Let's fix your fermat2 since it's shorter. Definition is: "If n is a prime number and a is any positive integer less than n, then a raised to the nth power is congruent to a modulo n.". That means f(a, n) = a^n mod n == a mod n. Your code tells f(a, n) = a^(n-1) mod n == 1 which is different. If we rewrite this according to definition:
(define (fermat2 n)
(define (tryout a x)
(= (remainder (fast-exp a x) x)
(remainder a x)))
(tryout (1+ (random n)) n))
This is not correct yet. (1+ (random n)) returns numbers from 1 to n inclusive, while we need [1..n):
(define (fermat2 n)
(define (tryout a x)
(= (remainder (fast-exp a x) x)
(remainder a x)))
(tryout (+ 1 (random (- n 1))) n))
This is correct version but we can improve it's readability.
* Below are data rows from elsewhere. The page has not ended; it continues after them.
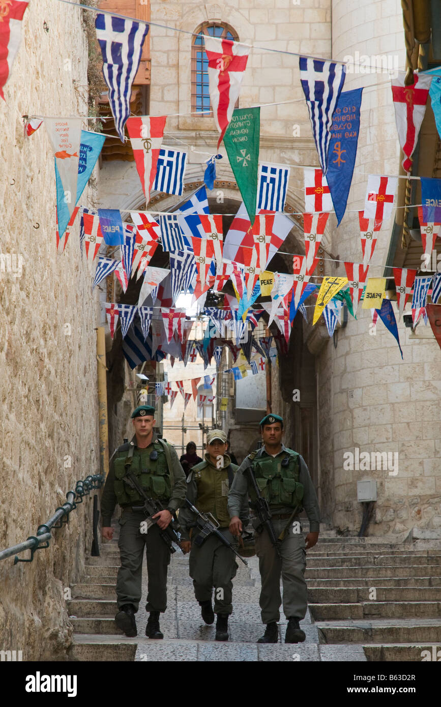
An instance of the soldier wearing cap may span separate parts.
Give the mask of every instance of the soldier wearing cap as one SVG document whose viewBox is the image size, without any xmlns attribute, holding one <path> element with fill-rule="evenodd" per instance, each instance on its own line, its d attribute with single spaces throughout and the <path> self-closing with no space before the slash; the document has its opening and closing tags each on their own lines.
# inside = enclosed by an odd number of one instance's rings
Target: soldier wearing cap
<svg viewBox="0 0 441 707">
<path fill-rule="evenodd" d="M 167 608 L 167 571 L 170 554 L 159 531 L 167 527 L 172 514 L 184 501 L 185 474 L 175 448 L 153 432 L 156 423 L 155 408 L 140 405 L 134 410 L 131 418 L 135 431 L 131 441 L 118 447 L 110 460 L 101 498 L 102 532 L 107 540 L 113 537 L 110 522 L 118 503 L 122 514 L 119 520 L 121 566 L 117 579 L 117 626 L 126 636 L 136 636 L 135 614 L 141 596 L 145 546 L 148 573 L 146 609 L 150 612 L 146 635 L 150 638 L 163 638 L 159 615 Z M 164 508 L 153 516 L 158 518 L 157 522 L 146 534 L 140 532 L 145 513 L 136 510 L 143 505 L 144 499 L 124 482 L 128 472 L 134 472 L 147 495 L 160 501 Z"/>
<path fill-rule="evenodd" d="M 319 530 L 319 506 L 312 481 L 304 460 L 282 443 L 283 421 L 279 415 L 266 415 L 260 421 L 263 446 L 245 457 L 238 469 L 228 494 L 231 516 L 230 531 L 238 535 L 242 530 L 240 510 L 248 495 L 252 507 L 257 494 L 246 470 L 251 467 L 264 498 L 269 503 L 272 524 L 281 559 L 277 555 L 265 528 L 256 534 L 256 552 L 261 578 L 259 604 L 261 616 L 266 624 L 259 643 L 276 643 L 277 622 L 280 619 L 283 587 L 283 612 L 288 619 L 286 643 L 302 643 L 305 634 L 299 621 L 305 618 L 307 586 L 304 578 L 305 550 L 317 542 Z M 310 521 L 306 544 L 300 532 L 298 514 L 305 508 Z"/>
<path fill-rule="evenodd" d="M 198 510 L 213 515 L 222 534 L 234 544 L 235 539 L 228 530 L 230 515 L 227 500 L 228 489 L 238 467 L 231 464 L 226 454 L 227 447 L 227 437 L 222 430 L 212 430 L 208 433 L 205 460 L 192 469 L 187 479 L 187 496 Z M 242 503 L 240 515 L 246 523 L 247 498 Z M 194 522 L 194 514 L 185 506 L 181 508 L 180 524 L 184 537 L 189 537 Z M 216 614 L 216 640 L 228 641 L 228 617 L 233 612 L 232 580 L 237 569 L 235 554 L 214 535 L 210 536 L 201 547 L 192 544 L 189 539 L 182 543 L 183 549 L 188 551 L 190 547 L 189 573 L 202 619 L 206 624 L 213 624 Z M 211 602 L 213 588 L 214 610 Z"/>
</svg>

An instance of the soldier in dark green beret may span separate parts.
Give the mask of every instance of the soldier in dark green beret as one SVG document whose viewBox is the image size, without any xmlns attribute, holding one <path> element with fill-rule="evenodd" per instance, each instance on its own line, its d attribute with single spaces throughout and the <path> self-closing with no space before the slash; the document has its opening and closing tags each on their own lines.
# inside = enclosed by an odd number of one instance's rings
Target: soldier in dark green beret
<svg viewBox="0 0 441 707">
<path fill-rule="evenodd" d="M 131 441 L 118 447 L 110 460 L 101 498 L 102 532 L 107 540 L 113 537 L 110 522 L 118 503 L 122 515 L 119 521 L 121 567 L 117 579 L 117 626 L 126 636 L 136 636 L 135 614 L 141 600 L 145 547 L 148 573 L 146 609 L 150 612 L 146 635 L 149 638 L 163 638 L 159 615 L 167 608 L 167 571 L 170 553 L 159 532 L 167 527 L 172 514 L 184 503 L 185 474 L 175 448 L 159 439 L 153 431 L 156 423 L 154 407 L 140 405 L 134 410 L 131 417 L 135 431 Z M 145 513 L 135 510 L 143 504 L 144 499 L 124 481 L 128 472 L 133 472 L 146 493 L 160 501 L 164 508 L 153 516 L 158 518 L 157 522 L 144 534 L 140 532 L 140 525 L 145 519 Z"/>
<path fill-rule="evenodd" d="M 306 568 L 305 550 L 317 542 L 319 511 L 315 490 L 302 457 L 282 443 L 283 421 L 271 413 L 260 421 L 263 446 L 245 457 L 236 472 L 228 493 L 228 511 L 231 516 L 230 531 L 238 535 L 242 530 L 240 511 L 248 495 L 253 503 L 255 488 L 247 469 L 252 470 L 262 497 L 268 501 L 271 522 L 281 556 L 270 540 L 266 528 L 256 533 L 256 552 L 261 578 L 259 604 L 261 616 L 266 624 L 259 643 L 276 643 L 277 622 L 280 619 L 282 597 L 280 579 L 283 587 L 283 612 L 288 619 L 286 643 L 302 643 L 305 634 L 299 626 L 307 608 L 307 586 L 304 578 Z M 310 532 L 305 538 L 301 531 L 299 513 L 305 508 L 310 520 Z"/>
</svg>

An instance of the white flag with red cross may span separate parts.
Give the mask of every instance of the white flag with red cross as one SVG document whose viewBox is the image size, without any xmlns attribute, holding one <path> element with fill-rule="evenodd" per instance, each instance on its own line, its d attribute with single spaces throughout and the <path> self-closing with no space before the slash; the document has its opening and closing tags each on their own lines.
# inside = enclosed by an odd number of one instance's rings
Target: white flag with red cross
<svg viewBox="0 0 441 707">
<path fill-rule="evenodd" d="M 416 276 L 416 270 L 410 270 L 404 267 L 394 267 L 394 279 L 396 287 L 396 303 L 399 317 L 406 307 L 406 303 L 409 298 L 413 286 L 413 281 Z"/>
<path fill-rule="evenodd" d="M 363 211 L 358 211 L 358 221 L 360 223 L 360 238 L 361 240 L 361 250 L 363 254 L 363 267 L 370 262 L 370 259 L 374 254 L 377 245 L 377 234 L 382 226 L 381 218 L 365 218 Z"/>
<path fill-rule="evenodd" d="M 303 170 L 305 209 L 307 211 L 332 211 L 334 204 L 326 177 L 319 168 L 307 167 Z"/>
<path fill-rule="evenodd" d="M 112 339 L 113 339 L 115 329 L 117 328 L 117 324 L 118 323 L 119 310 L 118 309 L 118 305 L 114 302 L 106 302 L 105 308 L 106 317 L 107 317 L 109 329 L 110 329 L 110 336 Z"/>
<path fill-rule="evenodd" d="M 352 300 L 354 317 L 357 313 L 358 303 L 363 294 L 363 291 L 368 279 L 369 265 L 366 268 L 359 263 L 345 262 L 346 277 L 349 282 L 349 293 Z"/>
<path fill-rule="evenodd" d="M 158 158 L 163 144 L 166 119 L 166 115 L 155 117 L 142 115 L 128 118 L 126 122 L 147 204 L 150 201 L 150 192 L 156 176 Z"/>
<path fill-rule="evenodd" d="M 406 86 L 406 76 L 404 71 L 399 71 L 396 78 L 392 79 L 392 85 L 398 139 L 406 155 L 402 164 L 409 172 L 412 166 L 411 156 L 416 146 L 433 77 L 414 71 L 413 83 Z"/>
<path fill-rule="evenodd" d="M 185 310 L 173 309 L 172 308 L 162 307 L 161 315 L 164 322 L 164 329 L 167 334 L 168 344 L 173 338 L 175 332 L 177 332 L 180 339 L 182 338 L 182 327 L 185 320 Z"/>
<path fill-rule="evenodd" d="M 102 243 L 104 236 L 101 233 L 100 219 L 98 214 L 83 214 L 84 225 L 84 247 L 88 265 L 91 267 Z"/>
<path fill-rule="evenodd" d="M 208 60 L 210 100 L 214 122 L 220 133 L 218 141 L 219 149 L 239 98 L 250 47 L 217 37 L 205 36 L 204 39 Z"/>
<path fill-rule="evenodd" d="M 398 177 L 369 175 L 363 212 L 365 218 L 387 221 L 394 208 L 397 185 Z"/>
<path fill-rule="evenodd" d="M 305 272 L 308 275 L 312 274 L 319 262 L 316 255 L 329 218 L 329 214 L 327 213 L 303 214 L 305 252 L 306 254 Z"/>
<path fill-rule="evenodd" d="M 435 211 L 435 209 L 434 209 Z M 429 256 L 429 260 L 432 257 L 432 251 L 435 248 L 435 242 L 440 233 L 441 223 L 426 223 L 424 221 L 423 216 L 423 206 L 418 206 L 418 218 L 420 221 L 420 229 L 421 230 L 421 243 L 423 250 L 425 256 Z"/>
</svg>

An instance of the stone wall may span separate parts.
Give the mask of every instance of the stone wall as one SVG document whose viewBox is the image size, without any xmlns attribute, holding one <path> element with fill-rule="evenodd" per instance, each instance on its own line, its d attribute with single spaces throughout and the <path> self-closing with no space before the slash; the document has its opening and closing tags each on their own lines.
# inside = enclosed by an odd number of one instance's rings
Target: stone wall
<svg viewBox="0 0 441 707">
<path fill-rule="evenodd" d="M 0 250 L 23 258 L 21 274 L 0 272 L 1 549 L 35 534 L 76 481 L 99 468 L 99 308 L 78 227 L 65 252 L 56 251 L 54 158 L 45 127 L 25 139 L 21 119 L 87 115 L 87 61 L 81 11 L 30 3 L 0 102 Z M 22 650 L 25 660 L 65 657 L 72 631 L 65 588 L 78 581 L 90 549 L 92 505 L 90 494 L 33 562 L 0 562 L 1 650 Z"/>
</svg>

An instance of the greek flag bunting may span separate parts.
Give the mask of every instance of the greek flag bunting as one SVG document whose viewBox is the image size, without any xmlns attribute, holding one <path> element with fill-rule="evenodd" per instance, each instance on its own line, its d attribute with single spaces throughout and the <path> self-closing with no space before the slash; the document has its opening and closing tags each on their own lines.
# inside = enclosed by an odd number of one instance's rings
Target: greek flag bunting
<svg viewBox="0 0 441 707">
<path fill-rule="evenodd" d="M 142 329 L 143 336 L 144 339 L 147 339 L 148 332 L 150 331 L 150 325 L 151 324 L 151 320 L 153 315 L 153 308 L 139 307 L 138 313 L 141 321 L 141 328 Z"/>
<path fill-rule="evenodd" d="M 138 308 L 134 305 L 119 304 L 118 309 L 119 310 L 119 317 L 121 317 L 122 338 L 124 339 L 129 331 L 129 327 L 133 322 Z"/>
<path fill-rule="evenodd" d="M 172 300 L 174 305 L 181 292 L 188 292 L 192 281 L 197 274 L 193 253 L 178 250 L 170 254 Z"/>
<path fill-rule="evenodd" d="M 432 282 L 432 275 L 425 277 L 416 277 L 413 282 L 413 296 L 412 297 L 412 320 L 413 326 L 418 320 L 421 314 L 425 315 L 425 300 L 429 287 Z M 422 310 L 424 310 L 424 312 Z M 424 317 L 424 323 L 427 322 L 427 315 Z"/>
<path fill-rule="evenodd" d="M 441 273 L 436 272 L 433 276 L 432 284 L 432 304 L 437 304 L 441 295 Z"/>
<path fill-rule="evenodd" d="M 113 272 L 117 264 L 118 261 L 114 260 L 113 258 L 105 258 L 102 255 L 100 256 L 95 273 L 95 278 L 92 284 L 93 291 L 96 285 L 101 282 L 102 280 L 104 280 L 105 277 L 107 277 L 107 275 Z"/>
<path fill-rule="evenodd" d="M 162 147 L 159 151 L 153 189 L 181 197 L 184 189 L 186 163 L 187 152 L 173 150 L 170 147 Z"/>
<path fill-rule="evenodd" d="M 322 171 L 326 175 L 332 116 L 346 77 L 343 66 L 311 57 L 300 57 L 300 83 L 306 98 Z"/>
<path fill-rule="evenodd" d="M 99 13 L 95 21 L 102 54 L 102 74 L 109 87 L 109 103 L 122 143 L 130 115 L 130 95 L 148 25 Z"/>
<path fill-rule="evenodd" d="M 158 217 L 161 230 L 161 240 L 164 252 L 184 250 L 184 234 L 179 224 L 179 217 L 175 214 L 165 214 Z"/>
<path fill-rule="evenodd" d="M 261 163 L 259 165 L 257 210 L 283 211 L 285 208 L 290 168 Z"/>
</svg>

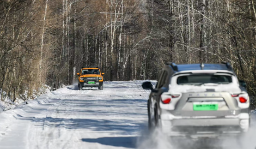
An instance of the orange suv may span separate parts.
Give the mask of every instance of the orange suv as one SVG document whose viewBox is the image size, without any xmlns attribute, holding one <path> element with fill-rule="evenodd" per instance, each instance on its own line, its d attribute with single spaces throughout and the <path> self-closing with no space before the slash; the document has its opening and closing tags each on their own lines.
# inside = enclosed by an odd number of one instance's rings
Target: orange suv
<svg viewBox="0 0 256 149">
<path fill-rule="evenodd" d="M 82 67 L 80 73 L 76 74 L 78 77 L 79 90 L 83 90 L 84 87 L 98 87 L 103 89 L 103 76 L 98 67 L 91 66 Z"/>
</svg>

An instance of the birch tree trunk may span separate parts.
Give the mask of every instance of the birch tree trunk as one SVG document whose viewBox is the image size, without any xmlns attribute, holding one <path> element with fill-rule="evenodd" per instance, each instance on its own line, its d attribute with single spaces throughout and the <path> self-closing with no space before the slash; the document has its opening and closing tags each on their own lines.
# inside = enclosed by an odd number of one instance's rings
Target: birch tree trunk
<svg viewBox="0 0 256 149">
<path fill-rule="evenodd" d="M 46 18 L 46 13 L 47 12 L 47 7 L 48 6 L 48 0 L 46 0 L 45 2 L 45 10 L 44 11 L 44 15 L 43 16 L 43 30 L 42 33 L 41 51 L 40 51 L 40 61 L 39 62 L 39 68 L 42 68 L 42 62 L 43 60 L 43 36 L 44 35 L 44 26 L 45 25 L 45 18 Z"/>
</svg>

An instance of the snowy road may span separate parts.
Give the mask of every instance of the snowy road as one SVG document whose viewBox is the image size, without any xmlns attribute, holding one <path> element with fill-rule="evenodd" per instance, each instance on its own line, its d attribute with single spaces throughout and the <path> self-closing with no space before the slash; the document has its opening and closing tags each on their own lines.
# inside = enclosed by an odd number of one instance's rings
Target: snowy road
<svg viewBox="0 0 256 149">
<path fill-rule="evenodd" d="M 146 126 L 141 82 L 105 82 L 103 90 L 60 89 L 0 114 L 0 149 L 135 147 Z"/>
<path fill-rule="evenodd" d="M 157 131 L 148 135 L 149 92 L 141 85 L 105 82 L 103 90 L 83 91 L 69 86 L 3 112 L 0 149 L 180 149 L 173 145 L 185 142 L 184 149 L 229 149 L 227 145 L 238 144 L 237 140 L 219 138 L 171 141 Z M 255 134 L 252 131 L 253 137 L 244 141 L 250 144 L 246 149 L 256 146 Z M 231 148 L 241 149 L 235 145 Z"/>
</svg>

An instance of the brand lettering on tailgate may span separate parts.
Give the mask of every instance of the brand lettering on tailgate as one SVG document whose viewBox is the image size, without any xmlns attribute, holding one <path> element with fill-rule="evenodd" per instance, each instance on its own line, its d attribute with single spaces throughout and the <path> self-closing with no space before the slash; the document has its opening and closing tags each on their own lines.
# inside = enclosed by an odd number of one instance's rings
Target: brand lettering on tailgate
<svg viewBox="0 0 256 149">
<path fill-rule="evenodd" d="M 209 94 L 189 94 L 189 97 L 191 97 L 191 96 L 198 96 L 198 97 L 201 97 L 201 96 L 205 96 L 205 97 L 207 97 L 207 96 L 212 96 L 212 97 L 215 97 L 215 96 L 222 96 L 222 94 L 221 94 L 221 93 L 219 93 L 219 94 L 217 94 L 217 95 L 215 95 L 215 94 L 212 94 L 211 95 L 210 95 Z"/>
</svg>

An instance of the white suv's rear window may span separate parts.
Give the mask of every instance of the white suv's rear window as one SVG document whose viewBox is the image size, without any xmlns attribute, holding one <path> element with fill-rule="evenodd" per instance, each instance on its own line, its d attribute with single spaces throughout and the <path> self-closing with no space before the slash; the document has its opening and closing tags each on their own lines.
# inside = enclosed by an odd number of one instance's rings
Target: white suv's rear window
<svg viewBox="0 0 256 149">
<path fill-rule="evenodd" d="M 177 78 L 178 84 L 201 85 L 204 83 L 228 84 L 232 82 L 231 76 L 213 74 L 183 76 Z"/>
</svg>

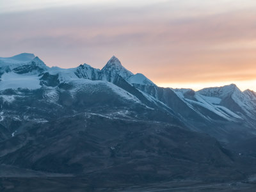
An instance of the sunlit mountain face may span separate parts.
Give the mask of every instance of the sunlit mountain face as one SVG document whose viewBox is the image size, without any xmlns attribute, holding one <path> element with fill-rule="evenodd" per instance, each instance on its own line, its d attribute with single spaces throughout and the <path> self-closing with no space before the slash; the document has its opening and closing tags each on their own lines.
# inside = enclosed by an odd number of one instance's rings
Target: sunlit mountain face
<svg viewBox="0 0 256 192">
<path fill-rule="evenodd" d="M 0 191 L 256 191 L 255 1 L 0 1 Z"/>
<path fill-rule="evenodd" d="M 115 54 L 159 86 L 256 90 L 255 8 L 241 0 L 2 1 L 0 51 L 63 68 L 102 68 Z"/>
</svg>

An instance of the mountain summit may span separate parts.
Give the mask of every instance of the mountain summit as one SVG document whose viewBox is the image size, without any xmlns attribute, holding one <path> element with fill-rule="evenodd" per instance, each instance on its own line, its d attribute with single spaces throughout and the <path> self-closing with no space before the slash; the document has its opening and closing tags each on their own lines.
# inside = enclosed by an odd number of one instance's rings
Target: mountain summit
<svg viewBox="0 0 256 192">
<path fill-rule="evenodd" d="M 101 71 L 104 74 L 106 79 L 111 82 L 113 82 L 116 76 L 120 76 L 125 79 L 133 76 L 131 72 L 122 65 L 121 62 L 115 56 L 108 61 Z"/>
</svg>

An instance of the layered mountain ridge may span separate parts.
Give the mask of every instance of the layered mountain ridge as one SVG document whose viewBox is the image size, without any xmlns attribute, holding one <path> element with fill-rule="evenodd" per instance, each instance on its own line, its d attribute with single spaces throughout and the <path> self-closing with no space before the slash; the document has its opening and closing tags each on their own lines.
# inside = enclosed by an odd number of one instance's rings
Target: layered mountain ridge
<svg viewBox="0 0 256 192">
<path fill-rule="evenodd" d="M 61 68 L 24 53 L 0 58 L 0 164 L 131 182 L 253 171 L 223 147 L 255 137 L 253 91 L 158 87 L 115 56 Z"/>
<path fill-rule="evenodd" d="M 237 135 L 237 132 L 241 138 L 247 136 L 247 132 L 255 133 L 256 94 L 250 90 L 243 92 L 235 84 L 198 92 L 160 88 L 141 74 L 134 75 L 115 56 L 102 70 L 87 64 L 72 68 L 49 68 L 39 58 L 26 53 L 0 58 L 0 62 L 2 92 L 8 89 L 13 92 L 17 89 L 51 90 L 45 91 L 44 95 L 47 100 L 52 98 L 54 102 L 60 97 L 58 92 L 61 87 L 69 87 L 72 95 L 76 89 L 85 84 L 92 84 L 92 89 L 97 84 L 104 84 L 122 99 L 131 99 L 148 108 L 161 109 L 189 129 L 206 132 L 223 141 L 228 141 L 230 135 Z M 3 104 L 10 104 L 18 97 L 2 95 L 1 98 Z"/>
</svg>

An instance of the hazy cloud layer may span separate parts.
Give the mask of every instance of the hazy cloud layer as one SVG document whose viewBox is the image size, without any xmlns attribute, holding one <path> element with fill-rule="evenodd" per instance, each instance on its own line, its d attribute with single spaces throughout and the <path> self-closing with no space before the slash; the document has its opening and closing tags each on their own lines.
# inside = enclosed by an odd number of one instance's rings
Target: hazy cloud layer
<svg viewBox="0 0 256 192">
<path fill-rule="evenodd" d="M 1 56 L 101 68 L 115 54 L 160 85 L 256 90 L 255 1 L 2 1 Z"/>
</svg>

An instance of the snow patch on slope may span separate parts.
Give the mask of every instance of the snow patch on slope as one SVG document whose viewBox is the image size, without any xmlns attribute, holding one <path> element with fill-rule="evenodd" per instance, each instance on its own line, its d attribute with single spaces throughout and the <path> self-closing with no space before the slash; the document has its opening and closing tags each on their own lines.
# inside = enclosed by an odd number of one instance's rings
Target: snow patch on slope
<svg viewBox="0 0 256 192">
<path fill-rule="evenodd" d="M 36 75 L 17 74 L 13 72 L 3 74 L 0 81 L 0 90 L 6 89 L 40 88 L 40 77 Z"/>
<path fill-rule="evenodd" d="M 129 78 L 127 81 L 131 84 L 156 85 L 153 82 L 141 74 L 136 74 Z"/>
</svg>

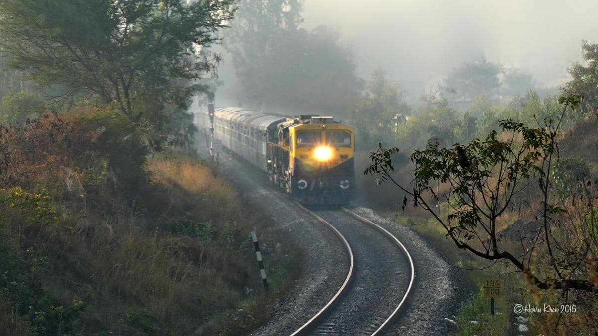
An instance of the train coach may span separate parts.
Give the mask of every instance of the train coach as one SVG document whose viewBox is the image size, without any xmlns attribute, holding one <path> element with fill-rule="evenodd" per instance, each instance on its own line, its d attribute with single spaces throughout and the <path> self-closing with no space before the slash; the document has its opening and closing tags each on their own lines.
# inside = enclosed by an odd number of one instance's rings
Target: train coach
<svg viewBox="0 0 598 336">
<path fill-rule="evenodd" d="M 215 139 L 298 201 L 340 205 L 353 198 L 352 127 L 331 117 L 288 118 L 240 108 L 215 109 L 210 118 Z"/>
</svg>

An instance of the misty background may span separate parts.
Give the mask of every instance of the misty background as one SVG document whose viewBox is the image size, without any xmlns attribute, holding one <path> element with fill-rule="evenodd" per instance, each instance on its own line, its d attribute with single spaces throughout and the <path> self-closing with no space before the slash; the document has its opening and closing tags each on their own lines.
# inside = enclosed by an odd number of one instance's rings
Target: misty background
<svg viewBox="0 0 598 336">
<path fill-rule="evenodd" d="M 583 10 L 571 11 L 575 8 Z M 582 60 L 581 41 L 598 41 L 598 22 L 591 8 L 598 9 L 598 4 L 306 0 L 299 28 L 312 31 L 325 25 L 337 30 L 338 44 L 353 54 L 357 76 L 367 80 L 380 68 L 413 103 L 456 68 L 484 57 L 531 74 L 534 88 L 542 93 L 557 89 L 570 78 L 568 68 Z M 240 15 L 242 12 L 231 22 L 232 29 Z M 225 40 L 223 46 L 227 44 Z M 223 57 L 217 105 L 243 105 L 235 94 L 239 84 L 231 55 L 219 48 L 215 51 Z"/>
</svg>

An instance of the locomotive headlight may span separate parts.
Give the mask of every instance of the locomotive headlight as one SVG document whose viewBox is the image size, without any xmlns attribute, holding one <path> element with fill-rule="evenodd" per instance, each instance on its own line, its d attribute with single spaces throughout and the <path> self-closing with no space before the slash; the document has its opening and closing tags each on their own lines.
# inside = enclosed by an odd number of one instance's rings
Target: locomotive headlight
<svg viewBox="0 0 598 336">
<path fill-rule="evenodd" d="M 318 161 L 326 161 L 332 156 L 332 151 L 329 147 L 326 146 L 320 146 L 316 148 L 315 152 L 316 160 Z"/>
</svg>

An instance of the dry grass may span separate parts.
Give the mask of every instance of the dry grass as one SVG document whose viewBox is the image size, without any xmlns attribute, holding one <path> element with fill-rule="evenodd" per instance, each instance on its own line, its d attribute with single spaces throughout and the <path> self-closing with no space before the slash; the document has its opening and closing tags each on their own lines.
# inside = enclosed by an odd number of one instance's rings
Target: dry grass
<svg viewBox="0 0 598 336">
<path fill-rule="evenodd" d="M 148 167 L 151 183 L 135 207 L 108 193 L 94 196 L 112 197 L 105 201 L 114 206 L 109 213 L 55 199 L 60 204 L 57 221 L 36 219 L 24 226 L 30 211 L 2 204 L 0 240 L 7 237 L 19 255 L 28 249 L 38 254 L 23 257 L 29 264 L 20 276 L 29 292 L 9 298 L 25 310 L 15 314 L 10 304 L 0 307 L 0 334 L 242 334 L 267 318 L 273 301 L 298 276 L 300 259 L 292 245 L 279 233 L 268 233 L 269 222 L 248 211 L 236 191 L 200 160 L 178 156 L 152 160 Z M 54 220 L 53 212 L 48 215 Z M 271 297 L 258 295 L 261 285 L 248 239 L 254 227 L 264 243 L 286 247 L 284 255 L 267 260 L 276 270 L 270 274 Z M 0 270 L 2 262 L 0 255 Z M 37 313 L 25 315 L 28 303 L 46 297 L 47 304 L 33 308 L 44 317 L 30 326 L 28 320 Z M 68 313 L 56 317 L 51 310 L 58 306 Z"/>
</svg>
Since you're using tryout only in scope of fermat2 there is no need in parameter x to pass n - latter is already bound in scope of tryout, so final version is
(define (fermat n)
(define (tryout a)
(= (remainder (fast-exp a n) n)
(remainder a n)))
(tryout (+ 1 (random (- n 1)))))
Update:
I said that formula used in fermat2 is incorrect. This is wrong because if a*k = b*k (mod n) then a = b (mod n). Error as Vasu pointed was in generating random number for test.